自分の「できない」を知ること
その昔、自分にできないことはなにもないんじゃないかと思っていた。
でもそれは間違いで、歳を重ねるたびに、自分の「できない」が増えていくことを知る始末。なんでもできると思っていたあの頃は、とても無邪気で、世間知らずで、物分かりの悪すぎる少年だったんであろう。
今では「できない」を知ることが普通になり、諦める回数もどんどん増えている。物事を諦めるその度に、自分に自信が失われ、かつての輝きも少しずつ失われていく。
サッカーに夢中だったあの頃、自分がサッカー選手になると信じてやまなかった。でも年齢を重ねるたびに、自分よりもはるかに上手い選手たちに出会い、自分の夢が単なる夢物語だと気づいた。
夢は諦めなければ叶うかもしれないけど、どう足掻いても叶わない夢だってある。諦めた数だけ、夢が散り、諦めなかった数だけ夢が叶う。
でも、人生には時間の限りがあるってのも事実。残された時間を考えれば、諦めた方が良いものだってある。ずっと諦めずにひとつの物事に取り組む姿勢は、とても素敵だなって思うけど、諦めた方がもっと素敵なものに出会える可能性だってあるんだよね。
僕自身、自分のやりたいことを諦めたから、文章に出会えた。

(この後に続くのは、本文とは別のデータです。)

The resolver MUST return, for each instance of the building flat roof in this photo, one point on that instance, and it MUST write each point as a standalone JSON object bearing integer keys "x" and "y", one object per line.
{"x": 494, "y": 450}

やりたいことをずっと諦めなかったら、きっと文章には出会えなかったのかもしれない。だから、やりたいことを諦めたことに一切の悔いはないし、諦めて良かった。
「できる」に出会うたびに、嬉しさに見舞われる。できれば「できる」が多い人生が喜ばしいけど、実際問題そう上手くはいかないってのが本音。
人生とは「できる」と「できない」を増やしていく旅みたいなものなんだろう。「できない」を知るたびに、諦める回数が増えるかもしれないけど、「できる」に出会う確率が上がるのも事実だ。
だから「できない」に出会うことは、ネガティブなことではなく、新たな可能性と出会えるってことなんだ。
とはいえそうと分かっていても、「できない」に出会うとへこんでしまうのが人生ってやつ。
だから「できない」に出会ったらしっかりへこむ。その代わり前を向くことを忘れない。ずっとくよくよしていても時間は過ぎてしまうから、別の「できる」に出会うチャンスをもらったと前を向く。
「できない」に出会うたびにへこみ、「できる」に出会うたびに喜ぶ。それで良いし、そのほうがきっと良い。
へこまない人生なんて、まるでつまらない。そして、喜びのない人生なんて、この世に生まれてきた甲斐がまるでない。
残された時間は少しずつ減っていってしまうから、できるだけ「できる」に出会えるあの喜びをたくさん知る人生にしていきたいね。